Other reforms proposed by the study include increasing default employee contributions for middle and upper-income earners.

The IFS said the default total contribution rate could be 12 per cent for earnings above £35,000, with additional contributions coming from employee contributions.

This would mean workers would pay 9 percent of their wages, not 5 percent.

The company said implementing its suggestions would increase retirement income by 12-16 per cent (between £1,400 and £2,100 a year) for people currently on low and middle incomes in retirement.

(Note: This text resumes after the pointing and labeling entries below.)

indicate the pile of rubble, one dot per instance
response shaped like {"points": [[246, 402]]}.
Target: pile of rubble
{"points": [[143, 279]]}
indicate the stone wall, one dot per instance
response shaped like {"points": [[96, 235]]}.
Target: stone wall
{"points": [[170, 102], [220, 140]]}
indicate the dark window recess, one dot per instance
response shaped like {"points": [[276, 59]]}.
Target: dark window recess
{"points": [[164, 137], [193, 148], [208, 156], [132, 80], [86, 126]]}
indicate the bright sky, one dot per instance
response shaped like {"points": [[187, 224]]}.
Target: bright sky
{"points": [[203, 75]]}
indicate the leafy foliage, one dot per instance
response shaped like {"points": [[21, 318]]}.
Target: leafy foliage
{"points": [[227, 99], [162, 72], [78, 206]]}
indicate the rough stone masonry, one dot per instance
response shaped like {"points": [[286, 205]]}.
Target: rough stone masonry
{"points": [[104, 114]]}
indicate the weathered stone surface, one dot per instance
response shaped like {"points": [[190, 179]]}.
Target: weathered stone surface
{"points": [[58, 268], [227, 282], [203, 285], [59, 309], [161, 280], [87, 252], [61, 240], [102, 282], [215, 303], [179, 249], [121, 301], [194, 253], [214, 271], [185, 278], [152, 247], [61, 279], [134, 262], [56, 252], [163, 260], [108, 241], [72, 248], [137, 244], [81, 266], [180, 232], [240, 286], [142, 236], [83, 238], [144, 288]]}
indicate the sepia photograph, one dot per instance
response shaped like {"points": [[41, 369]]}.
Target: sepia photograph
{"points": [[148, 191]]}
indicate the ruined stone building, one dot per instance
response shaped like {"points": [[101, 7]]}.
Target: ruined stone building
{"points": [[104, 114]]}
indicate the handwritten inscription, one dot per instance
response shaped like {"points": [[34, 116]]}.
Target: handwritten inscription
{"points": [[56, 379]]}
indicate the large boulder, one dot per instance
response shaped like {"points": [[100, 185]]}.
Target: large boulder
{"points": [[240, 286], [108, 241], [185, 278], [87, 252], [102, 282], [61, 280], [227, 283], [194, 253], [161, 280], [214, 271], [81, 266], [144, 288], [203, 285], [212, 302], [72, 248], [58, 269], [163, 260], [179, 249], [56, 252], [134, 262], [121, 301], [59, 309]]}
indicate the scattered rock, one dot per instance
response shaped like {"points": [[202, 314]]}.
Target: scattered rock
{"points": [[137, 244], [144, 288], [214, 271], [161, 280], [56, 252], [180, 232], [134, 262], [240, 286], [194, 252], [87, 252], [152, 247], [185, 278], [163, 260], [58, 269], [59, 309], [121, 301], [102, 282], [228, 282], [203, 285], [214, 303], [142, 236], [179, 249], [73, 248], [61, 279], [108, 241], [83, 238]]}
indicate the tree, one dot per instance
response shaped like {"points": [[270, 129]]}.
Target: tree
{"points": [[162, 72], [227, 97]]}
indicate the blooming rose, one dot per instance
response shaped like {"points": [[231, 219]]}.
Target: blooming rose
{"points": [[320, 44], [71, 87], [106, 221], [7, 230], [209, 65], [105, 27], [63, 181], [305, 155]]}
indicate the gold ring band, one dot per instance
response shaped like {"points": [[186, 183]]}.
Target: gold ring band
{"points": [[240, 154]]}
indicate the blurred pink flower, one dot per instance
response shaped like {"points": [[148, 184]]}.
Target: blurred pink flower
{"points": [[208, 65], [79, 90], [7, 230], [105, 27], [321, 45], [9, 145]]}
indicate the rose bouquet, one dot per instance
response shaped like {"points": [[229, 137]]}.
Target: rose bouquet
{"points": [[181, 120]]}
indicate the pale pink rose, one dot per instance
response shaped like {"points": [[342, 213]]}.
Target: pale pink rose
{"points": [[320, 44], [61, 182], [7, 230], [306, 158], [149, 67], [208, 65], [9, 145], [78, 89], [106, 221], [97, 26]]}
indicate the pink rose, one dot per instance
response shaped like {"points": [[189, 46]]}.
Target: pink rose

Laurence O’Brien, research economist at the IFS and author of the report, said: “While the state pension currently provides a solid base income in retirement, most will want or need to supplement it. Too many private sector workers seem set on a path to low – or disappointing – retirement incomes.

“While there are often concerns that savers are not saving enough, an additional concern is that despite automatic enrolment increasing the number of people enrolled in occupational pension schemes, more than one in five private sector workers are still not saving for retirement.”

A Department for Work and Pensions (DWP) spokesman said: “We will ensure that tomorrow’s pensioners have the dignity and security they deserve in retirement by delivering our groundbreaking pensions review to boost investment, increase pension pots and tackle waste in the pension system.

“More than 15 million savers could benefit from our new pension scheme law – which could give the average earner £11,000 more in their defined contribution fund by the time they retire.”